Filesystems on Rockfish
Rockfish uses a combination of high-performance and research-tier file systems to support a wide range of workloads. Most storage is backed by IBM Spectrum Scale (GPFS), with additional storage from Krieger IT (VAST) for eligible researchers.
Storage on Rockfish is intended solely for research and educational purposes. Users are expected to manage their data responsibly, and storage quotas are enforced per group.
General Guidelines
Data stored on ARCH-managed filesystems is not backed up by default.
Users are responsible for maintaining their own backups or purchasing backup services.
Storage increases are granted on a case-by-case basis, based on need and system capacity.
ARCH reserves the right to delete or move data as necessary to maintain system stability.

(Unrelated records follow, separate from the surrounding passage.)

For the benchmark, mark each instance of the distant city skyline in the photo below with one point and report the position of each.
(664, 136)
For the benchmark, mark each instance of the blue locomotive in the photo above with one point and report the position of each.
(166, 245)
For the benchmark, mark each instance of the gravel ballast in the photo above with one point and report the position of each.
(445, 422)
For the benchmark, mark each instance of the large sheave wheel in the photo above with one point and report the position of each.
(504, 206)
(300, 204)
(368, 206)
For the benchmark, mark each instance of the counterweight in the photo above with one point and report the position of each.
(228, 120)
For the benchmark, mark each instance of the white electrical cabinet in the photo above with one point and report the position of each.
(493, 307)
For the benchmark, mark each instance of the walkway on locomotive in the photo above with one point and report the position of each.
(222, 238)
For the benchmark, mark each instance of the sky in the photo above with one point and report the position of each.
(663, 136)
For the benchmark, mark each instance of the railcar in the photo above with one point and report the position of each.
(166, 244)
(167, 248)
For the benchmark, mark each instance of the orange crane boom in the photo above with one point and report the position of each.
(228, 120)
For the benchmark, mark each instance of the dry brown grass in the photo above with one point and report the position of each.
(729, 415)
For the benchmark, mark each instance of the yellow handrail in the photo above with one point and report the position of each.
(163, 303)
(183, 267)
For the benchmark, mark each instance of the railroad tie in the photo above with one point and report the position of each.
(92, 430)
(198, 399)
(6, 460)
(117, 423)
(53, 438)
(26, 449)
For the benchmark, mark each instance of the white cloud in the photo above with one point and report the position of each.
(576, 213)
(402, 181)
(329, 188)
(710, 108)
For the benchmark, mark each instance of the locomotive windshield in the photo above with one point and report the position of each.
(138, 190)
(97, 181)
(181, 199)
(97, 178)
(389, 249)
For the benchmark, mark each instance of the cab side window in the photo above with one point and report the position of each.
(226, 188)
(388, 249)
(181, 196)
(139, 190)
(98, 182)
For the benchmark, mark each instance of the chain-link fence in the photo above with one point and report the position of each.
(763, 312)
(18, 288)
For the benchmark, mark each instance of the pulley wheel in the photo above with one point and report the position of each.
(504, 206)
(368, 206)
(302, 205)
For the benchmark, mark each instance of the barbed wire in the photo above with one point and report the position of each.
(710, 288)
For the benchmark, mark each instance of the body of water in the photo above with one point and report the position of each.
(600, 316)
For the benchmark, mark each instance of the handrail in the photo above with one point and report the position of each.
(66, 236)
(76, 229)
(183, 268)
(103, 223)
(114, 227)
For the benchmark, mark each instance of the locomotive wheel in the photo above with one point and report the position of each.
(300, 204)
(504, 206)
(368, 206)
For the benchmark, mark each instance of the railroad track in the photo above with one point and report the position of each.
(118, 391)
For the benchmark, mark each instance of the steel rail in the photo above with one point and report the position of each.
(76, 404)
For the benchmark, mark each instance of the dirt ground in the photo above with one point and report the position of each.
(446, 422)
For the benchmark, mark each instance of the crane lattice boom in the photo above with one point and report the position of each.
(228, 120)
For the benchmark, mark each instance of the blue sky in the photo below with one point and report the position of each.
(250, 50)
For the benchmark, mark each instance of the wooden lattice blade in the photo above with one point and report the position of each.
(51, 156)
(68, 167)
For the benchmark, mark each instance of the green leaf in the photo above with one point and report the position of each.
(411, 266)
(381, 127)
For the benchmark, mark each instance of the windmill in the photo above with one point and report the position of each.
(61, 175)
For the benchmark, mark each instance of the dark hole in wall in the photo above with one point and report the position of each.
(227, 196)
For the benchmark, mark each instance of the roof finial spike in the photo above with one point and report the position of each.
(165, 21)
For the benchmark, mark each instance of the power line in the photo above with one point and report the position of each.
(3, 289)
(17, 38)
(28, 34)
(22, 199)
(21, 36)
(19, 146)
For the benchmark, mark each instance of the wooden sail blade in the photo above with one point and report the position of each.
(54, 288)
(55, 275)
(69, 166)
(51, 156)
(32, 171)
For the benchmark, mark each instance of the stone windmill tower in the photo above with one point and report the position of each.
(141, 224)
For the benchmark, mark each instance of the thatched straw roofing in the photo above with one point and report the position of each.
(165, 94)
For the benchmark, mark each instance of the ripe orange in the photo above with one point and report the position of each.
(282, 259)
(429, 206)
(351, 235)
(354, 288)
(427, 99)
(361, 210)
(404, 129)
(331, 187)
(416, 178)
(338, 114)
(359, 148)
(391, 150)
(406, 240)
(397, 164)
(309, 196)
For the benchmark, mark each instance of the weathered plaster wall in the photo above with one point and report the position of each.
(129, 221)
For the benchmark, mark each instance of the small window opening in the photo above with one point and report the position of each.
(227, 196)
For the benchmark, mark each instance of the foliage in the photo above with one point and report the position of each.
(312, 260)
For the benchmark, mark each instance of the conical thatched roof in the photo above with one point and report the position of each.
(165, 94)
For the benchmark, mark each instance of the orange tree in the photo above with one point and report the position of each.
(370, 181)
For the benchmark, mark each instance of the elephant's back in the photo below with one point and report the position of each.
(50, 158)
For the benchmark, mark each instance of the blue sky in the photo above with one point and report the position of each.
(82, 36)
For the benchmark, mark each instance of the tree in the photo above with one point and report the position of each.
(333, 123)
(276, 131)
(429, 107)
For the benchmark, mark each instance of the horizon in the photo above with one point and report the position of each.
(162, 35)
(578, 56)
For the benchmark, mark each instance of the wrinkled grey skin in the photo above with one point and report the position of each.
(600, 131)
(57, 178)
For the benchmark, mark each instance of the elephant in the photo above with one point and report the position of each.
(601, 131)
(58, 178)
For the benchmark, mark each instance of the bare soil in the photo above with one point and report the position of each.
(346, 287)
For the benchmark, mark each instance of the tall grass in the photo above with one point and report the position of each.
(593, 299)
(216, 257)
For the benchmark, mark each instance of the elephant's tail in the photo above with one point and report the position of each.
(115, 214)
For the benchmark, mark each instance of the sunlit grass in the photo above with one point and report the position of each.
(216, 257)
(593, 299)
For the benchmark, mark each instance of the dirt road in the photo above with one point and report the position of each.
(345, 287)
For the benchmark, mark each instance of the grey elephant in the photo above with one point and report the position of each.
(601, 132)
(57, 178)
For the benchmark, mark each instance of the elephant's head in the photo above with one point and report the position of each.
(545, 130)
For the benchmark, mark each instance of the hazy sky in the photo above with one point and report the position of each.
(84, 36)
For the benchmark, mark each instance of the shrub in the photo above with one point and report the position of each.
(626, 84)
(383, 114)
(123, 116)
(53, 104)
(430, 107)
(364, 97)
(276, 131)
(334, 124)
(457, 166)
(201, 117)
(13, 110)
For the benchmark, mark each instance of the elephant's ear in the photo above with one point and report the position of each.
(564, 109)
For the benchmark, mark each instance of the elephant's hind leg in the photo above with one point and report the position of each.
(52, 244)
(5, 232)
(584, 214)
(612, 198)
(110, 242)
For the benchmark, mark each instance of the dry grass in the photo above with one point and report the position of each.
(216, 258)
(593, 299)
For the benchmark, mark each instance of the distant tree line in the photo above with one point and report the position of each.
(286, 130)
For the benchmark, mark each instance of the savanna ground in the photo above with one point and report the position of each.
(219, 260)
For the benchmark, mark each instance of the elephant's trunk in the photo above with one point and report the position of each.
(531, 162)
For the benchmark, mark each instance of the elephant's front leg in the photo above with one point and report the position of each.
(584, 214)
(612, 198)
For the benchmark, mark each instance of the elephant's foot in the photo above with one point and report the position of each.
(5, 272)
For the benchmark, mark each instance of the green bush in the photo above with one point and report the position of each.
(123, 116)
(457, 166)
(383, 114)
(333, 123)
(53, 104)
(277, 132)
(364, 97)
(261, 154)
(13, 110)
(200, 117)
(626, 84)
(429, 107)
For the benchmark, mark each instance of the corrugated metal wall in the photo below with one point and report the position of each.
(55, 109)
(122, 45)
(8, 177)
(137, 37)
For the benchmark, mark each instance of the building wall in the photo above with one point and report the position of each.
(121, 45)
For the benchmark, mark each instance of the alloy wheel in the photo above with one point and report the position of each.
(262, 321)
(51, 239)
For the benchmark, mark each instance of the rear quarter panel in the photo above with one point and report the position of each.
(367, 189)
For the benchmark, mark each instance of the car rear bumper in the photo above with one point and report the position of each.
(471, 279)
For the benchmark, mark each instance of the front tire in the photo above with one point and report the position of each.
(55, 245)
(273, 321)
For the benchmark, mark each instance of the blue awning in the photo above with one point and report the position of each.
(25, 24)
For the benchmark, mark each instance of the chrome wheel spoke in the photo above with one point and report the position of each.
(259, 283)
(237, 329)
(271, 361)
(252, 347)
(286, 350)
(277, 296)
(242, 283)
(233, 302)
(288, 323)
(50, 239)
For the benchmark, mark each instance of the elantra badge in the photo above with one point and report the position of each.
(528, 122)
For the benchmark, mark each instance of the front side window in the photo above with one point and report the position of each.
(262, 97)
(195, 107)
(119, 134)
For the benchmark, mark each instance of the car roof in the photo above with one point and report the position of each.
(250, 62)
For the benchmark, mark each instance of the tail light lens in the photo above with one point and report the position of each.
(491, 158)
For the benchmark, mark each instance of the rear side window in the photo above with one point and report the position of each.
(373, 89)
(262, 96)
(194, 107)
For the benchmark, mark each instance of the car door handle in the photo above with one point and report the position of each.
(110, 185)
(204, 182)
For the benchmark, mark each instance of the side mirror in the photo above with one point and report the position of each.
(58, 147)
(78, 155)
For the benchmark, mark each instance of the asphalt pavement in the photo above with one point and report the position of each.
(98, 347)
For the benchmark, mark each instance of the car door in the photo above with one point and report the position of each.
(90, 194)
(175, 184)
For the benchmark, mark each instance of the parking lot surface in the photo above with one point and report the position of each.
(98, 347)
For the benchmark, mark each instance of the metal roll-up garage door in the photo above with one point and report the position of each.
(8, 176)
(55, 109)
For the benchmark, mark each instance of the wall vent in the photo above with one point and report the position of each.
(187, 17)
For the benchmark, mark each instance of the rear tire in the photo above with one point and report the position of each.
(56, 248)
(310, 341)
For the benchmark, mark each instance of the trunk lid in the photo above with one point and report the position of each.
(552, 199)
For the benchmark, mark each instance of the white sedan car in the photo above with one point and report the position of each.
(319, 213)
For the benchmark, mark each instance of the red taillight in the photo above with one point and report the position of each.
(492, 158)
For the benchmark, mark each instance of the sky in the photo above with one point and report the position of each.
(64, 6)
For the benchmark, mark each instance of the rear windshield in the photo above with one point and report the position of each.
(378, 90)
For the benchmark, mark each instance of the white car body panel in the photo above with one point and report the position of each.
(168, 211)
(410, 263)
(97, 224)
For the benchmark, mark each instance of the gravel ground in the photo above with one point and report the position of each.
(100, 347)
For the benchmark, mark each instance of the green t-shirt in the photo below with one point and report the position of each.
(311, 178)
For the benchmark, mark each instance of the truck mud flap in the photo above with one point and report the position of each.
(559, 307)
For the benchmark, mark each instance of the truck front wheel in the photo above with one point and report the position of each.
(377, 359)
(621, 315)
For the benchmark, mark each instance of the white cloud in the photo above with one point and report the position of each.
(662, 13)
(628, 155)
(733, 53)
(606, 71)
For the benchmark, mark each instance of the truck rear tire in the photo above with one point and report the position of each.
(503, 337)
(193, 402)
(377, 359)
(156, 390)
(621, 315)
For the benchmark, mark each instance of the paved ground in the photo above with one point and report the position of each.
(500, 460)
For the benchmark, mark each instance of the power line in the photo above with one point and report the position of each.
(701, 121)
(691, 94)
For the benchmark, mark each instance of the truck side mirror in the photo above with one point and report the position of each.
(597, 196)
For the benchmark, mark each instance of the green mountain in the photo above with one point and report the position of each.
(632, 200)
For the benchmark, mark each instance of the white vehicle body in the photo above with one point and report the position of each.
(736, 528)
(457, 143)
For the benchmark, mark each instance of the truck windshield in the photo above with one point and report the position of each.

Temporary storage for large projects is available — please contact ARCH staff.
Important
Data subject to restrictions - including but not limited to, HIPAA, PHI, or CUI is not permitted on Rockfish. If your research involves an IRB and the data is de-identified, please reach out to help@arch.jhu.edu for further guidance, prior to storing or processing any data.
Filesystems at a Glance
File System |
System Type |
Total Size |
Block Size |
Default Quota |
Files per TB |
Backed Up? |
|---|---|---|---|---|---|---|
/home/ |
NVMe SSD (ZFS) |
20 TB |
128 KB |
50 GB per user |
N/A |
Limited |
/scratch4/ |
IBM GPFS |
3.8 PB |
4 MB |
1 TB per group |
2M |
No |
/scratch16/ |
IBM GPFS |
3.6 PB |
16 MB |
By request |
1M |
No |
/data/ |
IBM GPFS |
5.1 PB |
16 MB |
1 TB per group |
400K |
No |
/vast/ |
VAST |
N/A |
32 KB |
By request |
N/A |
No |
Local Scratch
Each compute node has a local 1+ TB NVMe hard drive mounted as “/tmp”. The latency to these NVMe flash drives is orders of magnitude lower than for spinning disk (GPFS), usually microseconds versus milliseconds. Users who read/write small files may want to use this space instead of the scratch file sets. It will provide better performance. Make sure you write files back to “scratch” or “data” before the job ends. Likewise, make sure you delete files and directories at the end of jobs.
/home/
Each user receives 50 GB of storage in /home/, backed by high-speed NVMe SSDs and ZFS. This area is intended for frequently used code, scripts, and configuration files.
Warning
/home/ is not intended for I/O from jobs. Use /scratch instead.
Limited file recovery may be possible, but is not guaranteed.
/scratch4/
This default scratch space is optimized for high file-count and smaller file sizes using a 4 MB block size.
1 TB per group (default)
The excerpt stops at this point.